Santi Carlino Il ridisegno era già partito già dal 2020. Il primo driver è stato certamente la velocità di reazione, o meglio di anticipazione; aver agito senza indugi nella trasformazione del modello perché ci si stava già pensando. Il secondo, non certo per importanza, è stato quello di assicurare che l’azienda continuasse a funzionare e restituire così a una parte degli stakeholder aziendali la serenità della performance, garantendo una forte sostegno da parte della leadership. Un altro driver, inserito in un framework legale ad hoc, è stato quello di attivare immediatamente una relazione di fiducia con le persone, in modo concreto con semplici e tangibili azioni come, ad esempio, dire alla gente “mi importa quello che fai e non dove lo fai”. La logica è stata: se lavori da casa hai diritto a tutto ciò che ne consegue per avere un comfort lavorativo. Queste azioni semplici ma dense di significato hanno generato fiducia.

Un altro aspetto di cura verso le persone è stato quello di identificare quali competenze favorivano o ostacolavano il lavoro da remoto in termini di comportamenti lavorativi, attraverso una rilevazione oggettiva di un questionario ad hoc per avere una fotografia che orientasse il supporto formativo delle diverse persone per allenarsi sulle competenze nuove.

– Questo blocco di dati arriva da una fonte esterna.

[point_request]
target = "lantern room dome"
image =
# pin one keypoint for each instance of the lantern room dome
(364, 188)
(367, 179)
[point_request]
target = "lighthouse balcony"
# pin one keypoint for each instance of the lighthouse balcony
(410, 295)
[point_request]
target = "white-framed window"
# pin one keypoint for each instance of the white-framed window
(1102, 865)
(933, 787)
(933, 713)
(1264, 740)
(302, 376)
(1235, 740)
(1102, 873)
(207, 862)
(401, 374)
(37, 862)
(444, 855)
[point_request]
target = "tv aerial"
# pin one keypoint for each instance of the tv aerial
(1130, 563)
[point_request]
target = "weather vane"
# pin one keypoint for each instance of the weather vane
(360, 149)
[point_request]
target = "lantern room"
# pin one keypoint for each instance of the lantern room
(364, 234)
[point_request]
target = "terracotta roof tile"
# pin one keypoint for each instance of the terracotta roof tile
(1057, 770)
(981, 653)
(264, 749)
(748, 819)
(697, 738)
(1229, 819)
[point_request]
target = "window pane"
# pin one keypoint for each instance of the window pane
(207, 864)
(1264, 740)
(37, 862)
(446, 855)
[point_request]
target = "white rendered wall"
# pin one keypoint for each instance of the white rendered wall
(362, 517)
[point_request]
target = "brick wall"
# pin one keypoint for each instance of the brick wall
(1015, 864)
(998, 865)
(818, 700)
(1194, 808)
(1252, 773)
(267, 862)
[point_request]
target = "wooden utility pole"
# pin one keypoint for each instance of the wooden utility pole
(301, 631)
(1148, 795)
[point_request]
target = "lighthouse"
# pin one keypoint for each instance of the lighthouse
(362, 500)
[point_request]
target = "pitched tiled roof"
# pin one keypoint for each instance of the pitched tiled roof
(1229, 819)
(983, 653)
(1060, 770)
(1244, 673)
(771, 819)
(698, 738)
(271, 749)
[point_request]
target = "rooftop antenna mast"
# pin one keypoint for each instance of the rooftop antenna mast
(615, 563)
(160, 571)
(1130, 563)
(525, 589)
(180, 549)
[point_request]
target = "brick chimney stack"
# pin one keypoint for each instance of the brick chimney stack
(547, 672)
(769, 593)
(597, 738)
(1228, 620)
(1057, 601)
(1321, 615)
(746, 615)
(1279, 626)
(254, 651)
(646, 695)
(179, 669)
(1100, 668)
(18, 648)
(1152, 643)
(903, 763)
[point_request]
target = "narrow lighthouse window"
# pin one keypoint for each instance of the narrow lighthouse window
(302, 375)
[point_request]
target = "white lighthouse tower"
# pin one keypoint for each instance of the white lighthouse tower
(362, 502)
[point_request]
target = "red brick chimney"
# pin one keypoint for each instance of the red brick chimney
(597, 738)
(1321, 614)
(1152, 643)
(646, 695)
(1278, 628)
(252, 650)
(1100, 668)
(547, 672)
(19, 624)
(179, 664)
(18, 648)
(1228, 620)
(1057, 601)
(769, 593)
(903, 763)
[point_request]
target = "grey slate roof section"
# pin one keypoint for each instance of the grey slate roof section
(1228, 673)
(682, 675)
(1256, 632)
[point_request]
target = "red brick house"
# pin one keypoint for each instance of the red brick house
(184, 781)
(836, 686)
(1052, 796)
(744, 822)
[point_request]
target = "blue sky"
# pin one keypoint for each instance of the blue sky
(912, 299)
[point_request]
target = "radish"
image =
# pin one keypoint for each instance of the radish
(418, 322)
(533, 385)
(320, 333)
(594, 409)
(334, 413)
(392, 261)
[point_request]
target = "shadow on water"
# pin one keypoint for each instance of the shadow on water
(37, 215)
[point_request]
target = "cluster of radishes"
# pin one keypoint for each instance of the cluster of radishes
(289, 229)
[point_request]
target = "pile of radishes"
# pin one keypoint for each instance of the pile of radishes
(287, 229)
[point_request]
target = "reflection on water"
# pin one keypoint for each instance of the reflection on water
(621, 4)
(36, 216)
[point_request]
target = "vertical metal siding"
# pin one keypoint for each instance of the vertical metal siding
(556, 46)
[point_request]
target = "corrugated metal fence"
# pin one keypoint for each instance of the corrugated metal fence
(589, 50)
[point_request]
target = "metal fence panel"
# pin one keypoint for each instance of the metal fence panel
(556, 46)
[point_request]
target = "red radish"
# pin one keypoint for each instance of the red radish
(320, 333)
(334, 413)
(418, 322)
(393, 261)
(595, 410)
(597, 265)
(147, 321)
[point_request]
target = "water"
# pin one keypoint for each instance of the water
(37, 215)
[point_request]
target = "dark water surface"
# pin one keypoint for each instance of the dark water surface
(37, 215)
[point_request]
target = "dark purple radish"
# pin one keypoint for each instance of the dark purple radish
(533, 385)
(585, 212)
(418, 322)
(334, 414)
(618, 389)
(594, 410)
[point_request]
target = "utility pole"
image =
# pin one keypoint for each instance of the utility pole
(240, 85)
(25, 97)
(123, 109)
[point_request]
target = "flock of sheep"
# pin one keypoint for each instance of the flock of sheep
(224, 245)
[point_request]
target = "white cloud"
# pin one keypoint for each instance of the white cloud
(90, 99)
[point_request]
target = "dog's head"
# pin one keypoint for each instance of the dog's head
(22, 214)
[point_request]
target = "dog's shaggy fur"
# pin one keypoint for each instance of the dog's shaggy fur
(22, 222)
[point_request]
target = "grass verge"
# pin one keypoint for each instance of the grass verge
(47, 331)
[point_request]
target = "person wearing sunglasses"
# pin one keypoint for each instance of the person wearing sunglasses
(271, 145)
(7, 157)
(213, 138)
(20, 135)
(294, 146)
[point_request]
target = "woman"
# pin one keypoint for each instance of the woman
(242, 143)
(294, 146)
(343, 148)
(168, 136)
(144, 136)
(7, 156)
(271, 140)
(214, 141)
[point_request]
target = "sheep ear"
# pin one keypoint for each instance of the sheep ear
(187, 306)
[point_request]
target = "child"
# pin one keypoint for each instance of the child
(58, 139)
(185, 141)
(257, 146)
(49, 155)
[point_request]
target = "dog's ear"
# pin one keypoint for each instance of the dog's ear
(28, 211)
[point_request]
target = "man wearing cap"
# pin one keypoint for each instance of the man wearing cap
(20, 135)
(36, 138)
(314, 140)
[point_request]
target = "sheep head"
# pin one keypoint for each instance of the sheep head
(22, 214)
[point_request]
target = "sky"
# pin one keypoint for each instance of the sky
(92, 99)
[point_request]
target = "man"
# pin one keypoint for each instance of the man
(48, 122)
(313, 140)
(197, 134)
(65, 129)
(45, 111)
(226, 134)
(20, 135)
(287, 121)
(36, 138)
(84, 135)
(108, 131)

Il combinato disposto di queste azioni fisiche – lo spazio di lavoro cambiato, le tutele legali, il nuovo framework, il supporto strumentale, e la cura nello sviluppo delle nuove competenze – hanno permesso la partenza del modello che va avanti oramai da un anno e mezzo. E ciò ha determinato un patto con le persone che ha generato nel 2021 un risultato storico della società in un contesto esterno non certo favorevole.

 

Molti manager vedono il ritorno al home office come una possibilità di ripristinare l’approccio del controllo a vista. Come vedi il manager che deve controllare e insegnare a persone che non vede?

Santi Carlino Ogni manager per sopravvivere deve mette gli altri nelle condizioni di operare in questo contesto ibrido. Più responsabilità hai, più devi sostenere gli altri nel portare a termine il proprio compito facilitando la collaborazione con altri colleghi e funzioni. Si tratta di tessere quelle connessioni che facilitano l’efficienza e l’apprendimento.

Si parla di intelligenza digitale e intelligenza emotiva come due ingredienti che il manager deve conoscere bene per gestire la complessità di favorire uno scambio non solo informativo ma anche emotivo.

Questa è una grande opportunità su cui agire il cambiamento, lavorando sul mindset delle persone e sullo sviluppo del pensiero critico.

Per quanto riguarda la dimensione emotiva affettiva il rischio è quello di agire la leadership con i retaggi del paternalismo… e ne conosciamo i danni; un buon antidoto è l’investimento sullo sviluppo sia individuale che organizzativo. Favorire l’approfondimento della consapevolezza individuale delle proprie caratteristiche e specificità del proprio “purpose” facilita persone e manager a dare senso a quello che fanno. Questo genera opportunità di dialogare con sia con sé stessi e con l’organizzazione e di connettere i punti che spesso lasciati in sospeso non favoriscono l’innovazione e di conseguenza la crescita delle persone.